Contudo, além do livre-arbítrio individual, temos também o livre-arbítrio coletivo. A humanidade, reunida em grupos, sociedades e nações, também faz escolhas que repercutem no destino comum. Quando uma coletividade alimenta valores materialistas, violentos ou egoístas, naturalmente colherá conflitos, crises e sofrimentos. Por outro lado, quando prevalecem os valores da fraternidade, da justiça e do respeito ao próximo, surgem ambientes mais equilibrados e harmoniosos.

As guerras, os desequilíbrios sociais e até mesmo muitas dificuldades enfrentadas pelo mundo atual podem ser compreendidos como resultados das escolhas coletivas da humanidade ao longo do tempo. O pensamento humano possui força viva e criadora. Ideias repetidas por milhões de pessoas influenciam o ambiente espiritual do planeta, atraindo companhias espirituais compatíveis com os sentimentos predominantes.

Da mesma forma, o bem também se expande coletivamente. Toda vez que grupos se unem para praticar a solidariedade, a oração, o amparo aos necessitados e a divulgação de valores nobres, cria-se uma corrente positiva capaz de beneficiar muitas vidas. Uma família equilibrada moralmente melhora o ambiente do lar. Um centro espírita comprometido com o Evangelho ilumina a comunidade ao redor. Uma sociedade que valoriza a dignidade humana torna-se instrumento do progresso espiritual coletivo.
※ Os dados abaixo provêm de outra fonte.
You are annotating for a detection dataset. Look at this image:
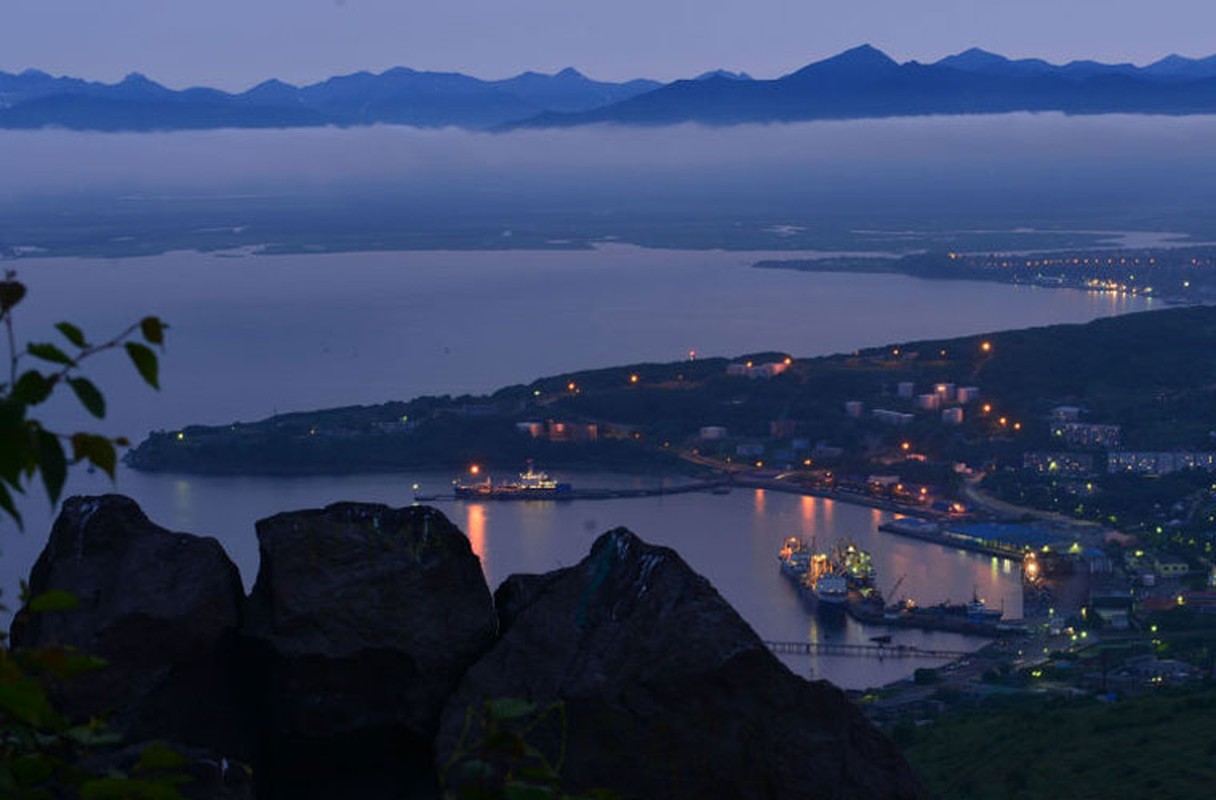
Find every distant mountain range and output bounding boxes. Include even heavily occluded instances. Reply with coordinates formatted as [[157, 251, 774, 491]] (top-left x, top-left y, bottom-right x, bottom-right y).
[[0, 45, 1216, 130], [0, 67, 662, 130]]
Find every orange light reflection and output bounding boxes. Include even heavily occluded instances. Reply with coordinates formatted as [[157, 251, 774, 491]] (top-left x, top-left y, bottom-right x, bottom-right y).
[[465, 503, 485, 561]]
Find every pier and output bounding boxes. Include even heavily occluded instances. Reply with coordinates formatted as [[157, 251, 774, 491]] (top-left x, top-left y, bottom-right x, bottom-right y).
[[765, 642, 970, 661], [415, 480, 731, 502]]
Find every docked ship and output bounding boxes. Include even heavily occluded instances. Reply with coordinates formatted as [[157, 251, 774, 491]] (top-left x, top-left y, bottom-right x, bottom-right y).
[[778, 536, 849, 609], [452, 461, 572, 500], [832, 540, 874, 592]]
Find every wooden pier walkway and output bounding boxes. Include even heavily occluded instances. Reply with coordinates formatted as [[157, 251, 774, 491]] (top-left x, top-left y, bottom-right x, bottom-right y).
[[765, 642, 970, 661]]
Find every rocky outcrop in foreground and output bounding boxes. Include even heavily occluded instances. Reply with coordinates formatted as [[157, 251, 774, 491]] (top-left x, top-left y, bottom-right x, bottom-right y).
[[13, 496, 924, 800], [439, 529, 918, 800], [244, 503, 497, 798], [12, 495, 244, 751]]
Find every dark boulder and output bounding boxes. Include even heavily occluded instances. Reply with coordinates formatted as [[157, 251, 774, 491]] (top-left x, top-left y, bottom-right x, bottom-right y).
[[12, 495, 243, 754], [437, 529, 925, 800], [246, 503, 497, 798]]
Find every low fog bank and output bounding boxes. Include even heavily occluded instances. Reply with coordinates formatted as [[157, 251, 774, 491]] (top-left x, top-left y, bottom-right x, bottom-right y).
[[0, 114, 1216, 237]]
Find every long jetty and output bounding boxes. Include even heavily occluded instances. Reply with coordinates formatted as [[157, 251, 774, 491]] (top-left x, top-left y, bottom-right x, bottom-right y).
[[765, 642, 970, 660], [415, 480, 731, 502]]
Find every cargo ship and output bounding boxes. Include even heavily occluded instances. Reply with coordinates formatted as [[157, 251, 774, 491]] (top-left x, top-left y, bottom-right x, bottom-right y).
[[778, 536, 849, 610], [452, 461, 573, 500]]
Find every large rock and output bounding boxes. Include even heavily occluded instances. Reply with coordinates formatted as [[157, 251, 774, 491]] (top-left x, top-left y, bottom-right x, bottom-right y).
[[246, 503, 497, 798], [437, 529, 924, 800], [12, 495, 243, 755]]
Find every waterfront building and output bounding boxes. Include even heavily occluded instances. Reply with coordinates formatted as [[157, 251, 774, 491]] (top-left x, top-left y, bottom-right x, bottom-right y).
[[1021, 451, 1093, 478], [869, 409, 916, 426], [726, 361, 789, 381], [548, 419, 599, 443], [1107, 450, 1216, 475], [516, 422, 545, 439], [955, 387, 980, 406], [1052, 406, 1081, 422], [1052, 422, 1124, 447]]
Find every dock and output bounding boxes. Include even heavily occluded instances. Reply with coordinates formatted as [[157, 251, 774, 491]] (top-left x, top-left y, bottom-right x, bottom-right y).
[[415, 480, 731, 502], [765, 642, 970, 661]]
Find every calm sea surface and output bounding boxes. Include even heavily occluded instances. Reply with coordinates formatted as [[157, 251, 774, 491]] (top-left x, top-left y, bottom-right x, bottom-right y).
[[0, 246, 1148, 688]]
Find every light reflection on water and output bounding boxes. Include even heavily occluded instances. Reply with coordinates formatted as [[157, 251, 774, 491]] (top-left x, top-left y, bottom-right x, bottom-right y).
[[0, 471, 1021, 688]]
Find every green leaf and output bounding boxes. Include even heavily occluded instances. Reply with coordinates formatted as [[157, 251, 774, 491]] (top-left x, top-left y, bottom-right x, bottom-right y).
[[502, 781, 556, 800], [63, 725, 123, 748], [140, 316, 169, 344], [123, 342, 161, 389], [29, 588, 80, 614], [26, 342, 75, 364], [0, 661, 60, 731], [72, 433, 118, 480], [0, 275, 26, 312], [55, 322, 89, 349], [80, 776, 181, 800], [35, 428, 68, 506], [135, 742, 190, 772], [12, 370, 55, 406], [485, 697, 536, 720], [68, 378, 106, 419]]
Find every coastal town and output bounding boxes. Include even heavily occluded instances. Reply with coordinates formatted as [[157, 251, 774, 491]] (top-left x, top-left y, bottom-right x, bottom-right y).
[[120, 303, 1216, 725]]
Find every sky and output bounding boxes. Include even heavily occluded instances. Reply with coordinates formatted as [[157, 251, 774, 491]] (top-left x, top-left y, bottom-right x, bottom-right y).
[[0, 0, 1216, 90]]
O espiritismo nos convida, portanto, à reflexão madura sobre nossas escolhas pessoais e coletivas. Ninguém vive isolado. Aquilo que pensamos, falamos e fazemos influencia os outros de alguma maneira. Somos responsáveis não apenas pela própria caminhada, mas também pela contribuição que oferecemos ao mundo.

À medida que o espírito evolui, compreende que a verdadeira liberdade não consiste em fazer tudo aquilo que deseja, mas em aprender a escolher o bem espontaneamente. O livre-arbítrio alcança sua expressão mais elevada quando a criatura, consciente das leis divinas, decide agir em harmonia com o amor, a caridade e a fraternidade ensinados por Jesus.

Assim, o destino da humanidade será sempre resultado da soma das escolhas individuais. Transformando-nos moralmente, estaremos colaborando silenciosamente para a transformação coletiva do planeta, construindo um mundo mais justo, mais pacífico e mais próximo dos ensinamentos do Cristo.

* Profissional de marketing, Umberto Fabbri é orador e escritor com diversos livros publicados.